MI ESPOSO ME AZOTÓ VEINTE VECES POR CULPA DE SU AMANTE MANIPULADORA. LLAMÉ DE INMEDIATO A MI PADRE MULTIMILLONARIO: «PAPÁ, HAZ EXACTAMENTE LO QUE ME DIJISTE… ARRUÍNALE LA VIDA». CINCO MINUTOS DESPUÉS, ÉL SE DESPLOMÓ DEL IMPACTO…

El primer latigazo me desgarró la espalda antes de que pudiera comprender que realmente pretendía hacerme daño.

Para el vigésimo golpe, el piso de mármol bajo mis rodillas estaba salpicado de sangre, mientras la amante de mi esposo sonreía como si acabara de ser coronada reina.

—Mírala —susurró Camila Ortega, de pie junto a Alejandro Salazar, luciendo un vestido de seda color champaña que, sin saberlo, yo misma había pagado—. Todavía finge que es una santa.

Alejandro se alzaba frente a mí sosteniendo una fusta ecuestre entre las manos. Su mandíbula estaba tensa y sus ojos parecían de hielo.

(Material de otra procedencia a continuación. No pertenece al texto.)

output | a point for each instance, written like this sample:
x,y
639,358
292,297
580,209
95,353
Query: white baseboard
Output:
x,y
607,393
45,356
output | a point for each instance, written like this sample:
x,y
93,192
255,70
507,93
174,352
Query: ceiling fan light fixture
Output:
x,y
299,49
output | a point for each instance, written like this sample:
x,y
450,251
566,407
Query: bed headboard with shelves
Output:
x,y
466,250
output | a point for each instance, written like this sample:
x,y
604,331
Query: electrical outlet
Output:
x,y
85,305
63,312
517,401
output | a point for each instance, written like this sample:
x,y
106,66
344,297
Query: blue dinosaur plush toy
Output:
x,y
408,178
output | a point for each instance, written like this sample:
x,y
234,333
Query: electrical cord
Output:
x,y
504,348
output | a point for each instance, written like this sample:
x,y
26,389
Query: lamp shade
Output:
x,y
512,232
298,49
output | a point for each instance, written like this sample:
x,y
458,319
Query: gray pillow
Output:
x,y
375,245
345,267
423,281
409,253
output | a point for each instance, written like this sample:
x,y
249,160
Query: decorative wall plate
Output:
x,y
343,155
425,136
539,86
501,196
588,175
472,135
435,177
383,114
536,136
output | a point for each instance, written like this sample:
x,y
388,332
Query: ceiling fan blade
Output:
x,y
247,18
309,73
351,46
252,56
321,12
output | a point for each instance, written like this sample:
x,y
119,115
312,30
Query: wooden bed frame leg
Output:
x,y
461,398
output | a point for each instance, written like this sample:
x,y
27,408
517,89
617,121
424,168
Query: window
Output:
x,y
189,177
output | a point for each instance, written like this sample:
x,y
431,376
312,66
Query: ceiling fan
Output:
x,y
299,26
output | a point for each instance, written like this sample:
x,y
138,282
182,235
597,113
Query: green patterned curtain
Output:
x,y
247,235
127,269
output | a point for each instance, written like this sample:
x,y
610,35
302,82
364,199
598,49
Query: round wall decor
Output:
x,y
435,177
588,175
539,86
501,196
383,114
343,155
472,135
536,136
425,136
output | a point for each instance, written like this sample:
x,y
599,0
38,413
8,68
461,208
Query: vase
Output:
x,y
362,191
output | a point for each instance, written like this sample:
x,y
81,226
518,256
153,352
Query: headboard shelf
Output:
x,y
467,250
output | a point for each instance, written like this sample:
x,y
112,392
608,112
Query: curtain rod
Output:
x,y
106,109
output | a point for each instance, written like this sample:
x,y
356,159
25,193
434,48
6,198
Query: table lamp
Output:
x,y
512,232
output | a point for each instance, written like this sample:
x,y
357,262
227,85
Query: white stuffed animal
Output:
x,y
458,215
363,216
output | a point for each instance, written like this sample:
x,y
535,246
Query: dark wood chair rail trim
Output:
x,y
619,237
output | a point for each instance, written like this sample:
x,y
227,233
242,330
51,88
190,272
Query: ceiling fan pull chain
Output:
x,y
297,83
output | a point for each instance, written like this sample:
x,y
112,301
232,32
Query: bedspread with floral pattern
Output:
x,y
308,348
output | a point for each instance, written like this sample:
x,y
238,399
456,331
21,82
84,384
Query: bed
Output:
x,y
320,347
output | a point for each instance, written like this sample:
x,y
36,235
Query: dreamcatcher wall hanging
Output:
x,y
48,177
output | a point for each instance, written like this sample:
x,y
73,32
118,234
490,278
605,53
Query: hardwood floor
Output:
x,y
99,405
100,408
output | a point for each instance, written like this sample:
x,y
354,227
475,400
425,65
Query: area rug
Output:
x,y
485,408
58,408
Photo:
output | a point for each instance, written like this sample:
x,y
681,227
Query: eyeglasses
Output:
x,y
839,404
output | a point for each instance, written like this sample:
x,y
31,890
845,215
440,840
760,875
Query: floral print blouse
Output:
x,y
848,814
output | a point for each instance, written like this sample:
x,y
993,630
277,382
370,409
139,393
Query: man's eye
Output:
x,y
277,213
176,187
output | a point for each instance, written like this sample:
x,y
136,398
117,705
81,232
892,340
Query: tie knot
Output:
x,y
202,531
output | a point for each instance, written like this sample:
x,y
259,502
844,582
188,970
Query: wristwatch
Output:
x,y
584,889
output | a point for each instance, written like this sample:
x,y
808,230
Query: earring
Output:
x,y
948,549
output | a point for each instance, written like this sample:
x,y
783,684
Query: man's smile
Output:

Siempre había sido un hombre atractivo de una manera peligrosa: trajes hechos a la medida, cabello impecable, una voz capaz de convencer a inversionistas millonarios y de hacer que muchas mujeres perdonaran cualquier traición.

Pero esa noche, en el gran vestíbulo de nuestra residencia en Las Lomas de Chapultepec, bajo la lámpara de cristal que habíamos escogido juntos, parecía un completo desconocido usando el rostro del hombre con quien me había casado.

—Humillaste a Camila durante la cena —dijo con frialdad.

Tragué saliva, intentando soportar el dolor que quemaba mis costillas.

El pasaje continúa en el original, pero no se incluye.